Lori’s bloody end capped off a particularly rough year for AMC’s first wives club. When the once-svelte Betty showed up at the beginning of “Mad Men’s” fifth season carrying 50 or so pounds of extra weight, “Fat Betty” became an instant meme. Similarly, when Skyler plunged into her pool in a desperate cry for help this summer on “Breaking Bad,” her detractors wondered aloud why she didn’t just drown herself already.
I’d change the word “hated” to hatable. If suicide is a selfish act, then it was perfectly in character for Skyler. Why is it so easy to hate her?
The simple reason why men don’t like the wives in TV shows is that it is impossible to like a character who doesn’t act, do. Surprise, men don’t like passive women (characters.) Even if the doing is preposterous (superheroes).

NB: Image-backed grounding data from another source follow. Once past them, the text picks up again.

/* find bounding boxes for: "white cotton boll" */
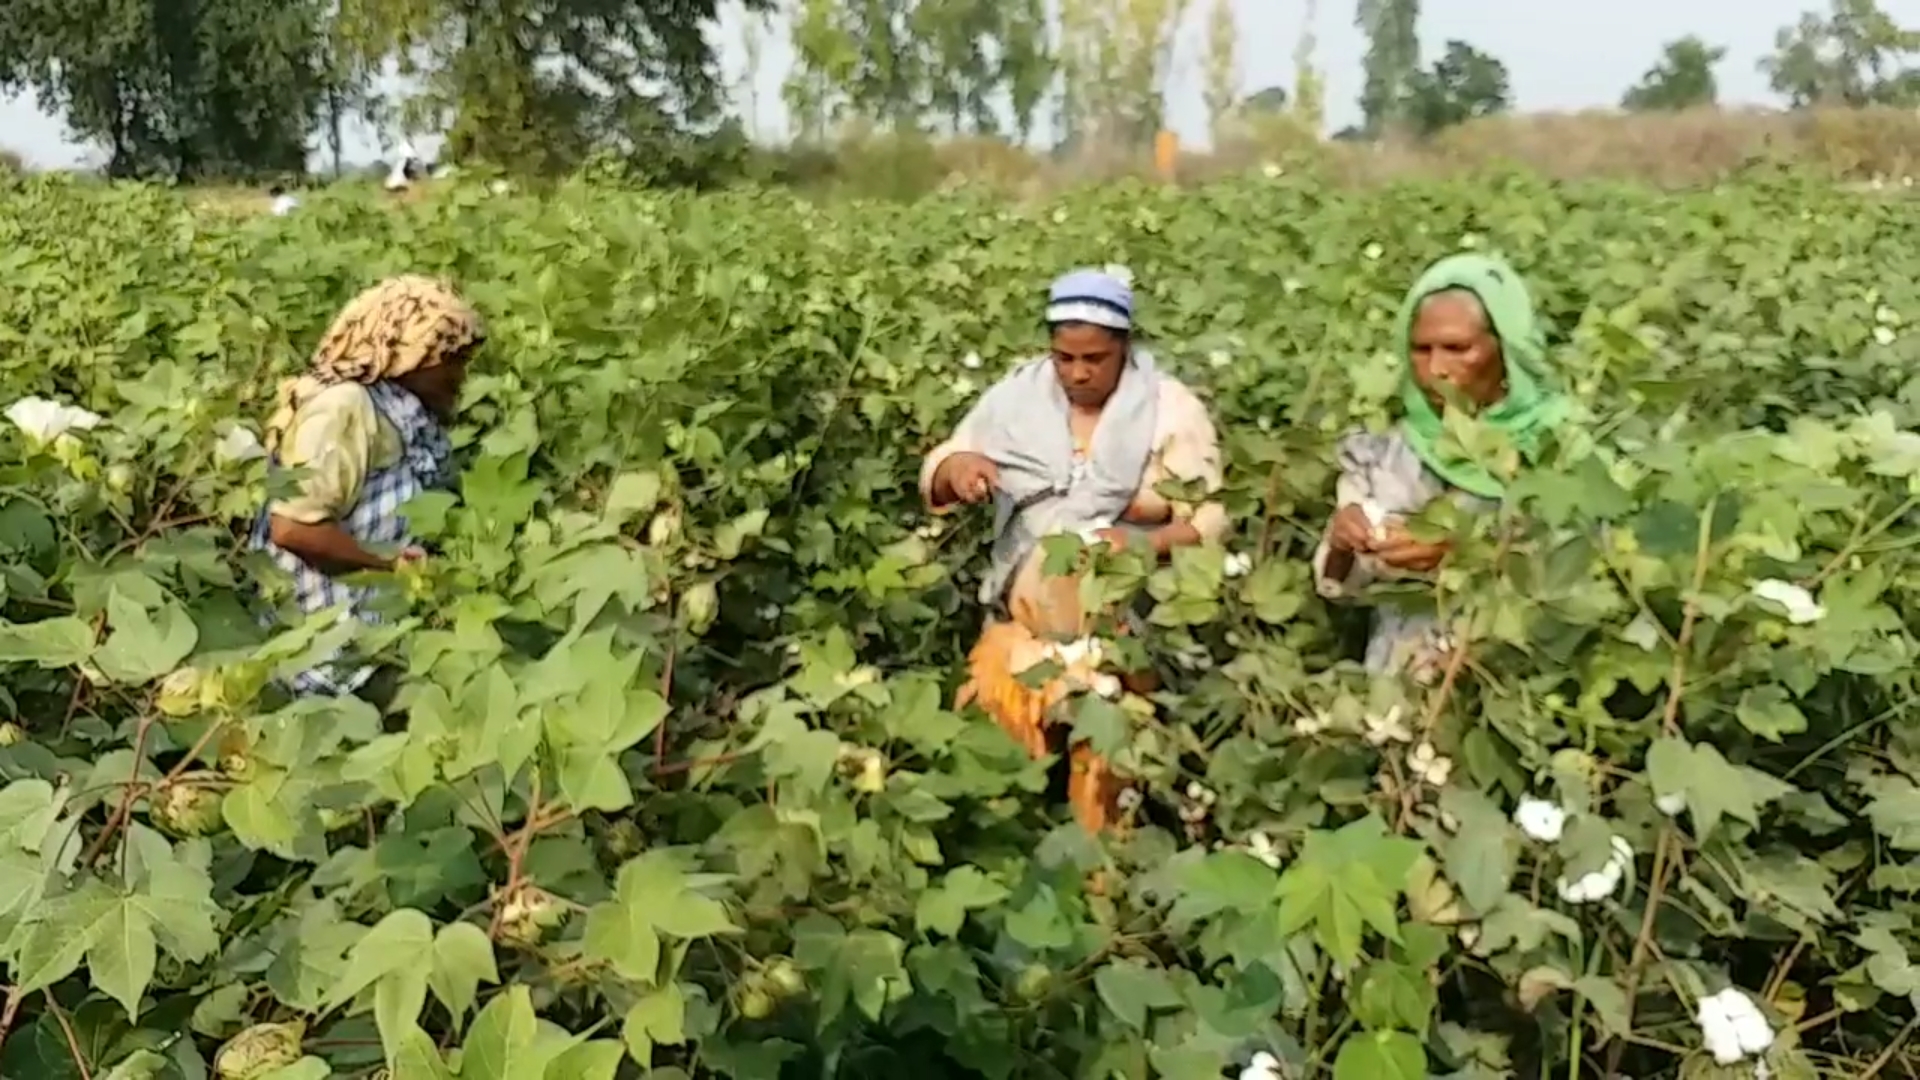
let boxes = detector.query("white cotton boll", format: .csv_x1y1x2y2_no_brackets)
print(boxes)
1732,1010,1775,1055
1261,163,1283,179
1750,579,1826,625
1875,325,1897,346
215,425,265,464
1090,673,1122,699
1513,797,1567,843
1363,242,1384,260
960,351,983,370
1249,832,1282,869
1706,1032,1745,1066
1609,835,1634,868
1655,791,1687,816
1224,552,1253,578
6,397,104,446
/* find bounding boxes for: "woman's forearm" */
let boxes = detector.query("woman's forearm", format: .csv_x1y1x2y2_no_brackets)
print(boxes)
268,515,394,575
1150,522,1202,557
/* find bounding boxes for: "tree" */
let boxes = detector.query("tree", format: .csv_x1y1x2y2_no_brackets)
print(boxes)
340,0,767,178
1404,39,1510,137
1057,0,1187,150
1761,0,1920,107
1201,0,1238,140
1355,0,1419,135
0,0,328,180
1622,36,1727,111
1291,0,1325,133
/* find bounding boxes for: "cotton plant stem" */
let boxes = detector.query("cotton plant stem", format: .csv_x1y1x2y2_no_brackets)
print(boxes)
1606,499,1716,1076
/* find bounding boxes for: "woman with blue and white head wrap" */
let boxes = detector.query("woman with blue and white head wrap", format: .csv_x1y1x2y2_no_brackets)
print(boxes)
920,268,1228,832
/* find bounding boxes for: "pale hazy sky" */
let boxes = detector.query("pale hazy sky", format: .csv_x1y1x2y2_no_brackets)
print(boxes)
4,0,1916,168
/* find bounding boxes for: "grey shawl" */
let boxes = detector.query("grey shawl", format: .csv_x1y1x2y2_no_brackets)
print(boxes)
968,350,1161,606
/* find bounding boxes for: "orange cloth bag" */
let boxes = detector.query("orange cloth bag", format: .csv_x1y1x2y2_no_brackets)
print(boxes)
954,550,1132,832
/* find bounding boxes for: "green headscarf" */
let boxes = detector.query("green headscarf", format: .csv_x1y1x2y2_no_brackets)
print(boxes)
1395,253,1569,498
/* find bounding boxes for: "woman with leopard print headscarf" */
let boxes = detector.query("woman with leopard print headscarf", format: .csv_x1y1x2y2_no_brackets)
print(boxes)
252,274,485,696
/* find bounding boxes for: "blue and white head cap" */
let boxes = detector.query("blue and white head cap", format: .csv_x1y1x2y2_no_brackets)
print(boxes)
1046,269,1133,332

Do something. Men, generally, hate the women in stories who are simply supporting cast. The examples are myriad: porn is beloved, and women are the stars. Rom-coms, by contrast, and Twilight, and The Hunger Games, all have female leads but they’re not doing, they are reacting or emoting or waiting. The first move is the man’s.
The women never act as independent individuals. Their thoughts and actions are always in response or in reaction (or even in support) of their husbands; there’s never a sense of them as women. No TV show could be made about Lori.
What women in TV do a lot of, to the exclusion of everything else, is talk. Three dimensional characters come into conflict, but these cardboard cutouts criticize. Endlessly. At least if they were moral criticisms we could say the women are personifications of superego, but their criticisms aren’t about right and wrong, they’re essentially selfish: what’s this going to mean for me? This isn’t just the wives. On Homeland, the 16 year old daughter is portrayed as a selfish brat, but she is merely a more unfiltered version of her mother. Every line of dialogue for both of them is some version of “what now?” Note that the daughter and her boyfriend have killed someone, and while the boy tries to cover it up, all she does is talk about it. “What now? This isn’t right…”
To mask this inertia, this awful lack of agency, dialogue for women is often (forgive me) “chirping”: staccato zips that substitute for meaningful content, snappy dialogue with barely a pause in between responses, emphasized with popping piano notes as soundtrack, and if you need examples watch anything on network TV.
Ultimately the biggest problem for the wives of AMC may also be the most intractable: “Women are socialized to identify with both male and female protagonists, but I don’t think men are socialized to identify with female protagonists. When they are asked to do so, they rebel,” argues Holmes.
This is wrong. Men accepted Homeland no problem, and a decade ago they loved Alias, and there are plenty of female superheroes men love.
If you start from the perspective of “men don’t like strong women” or “there’s an undercurrent of misogyny”, like many silly people do, you’ll miss the point. When Jezebel or other “feminist” outlets try to tell you that these characters are “strong women” or female role models, they are, of course, doing a terrible disservice to women; but what’s fascinating to me is how they think they are advancing the cause. I want my daughter to watch Lori and Betty and Skyler and think, “Jesus, these people are idiots.”
A separate question is why actually strong female characters rarely exist, especially on network TV which is watched mostly by middle aged women. And that would be your answer, unfortunately: the audience can’t relate.
Interestingly, the one show that does depict a female with thought, action, agency, is Homeland– and she is explicitly depicted as mentally ill, and it’s hard not to read this as, “only a woman who was broken already would be this fiercely independent, able to do all these things.” But instead of feminists posing this interpretation, they praise her for being able to do so much in spite of her mental illness. Ladies, this is a story, this isn’t real life– there is no “in spite of.” It’s all “as a consequence of.”
1. Interestingly, strong females on network TV almost always carry a gun, which is evidence of a “phallic signifier”– simply, a symbol of power that changes both the viewer’s understanding of the person and the person’s own behavior and desires.
2. But there’s an essential realism to the TV wives and their men: the kind of man who would go from chemistry teacher to cold murderer/drug dealer is the kind of person who would have married the kind of woman who is deeply selfish, angry, bitter. The kind of narcissist who is Don Draper would have married the kind of woman what was a soulless plastic model of her own mother. Etc.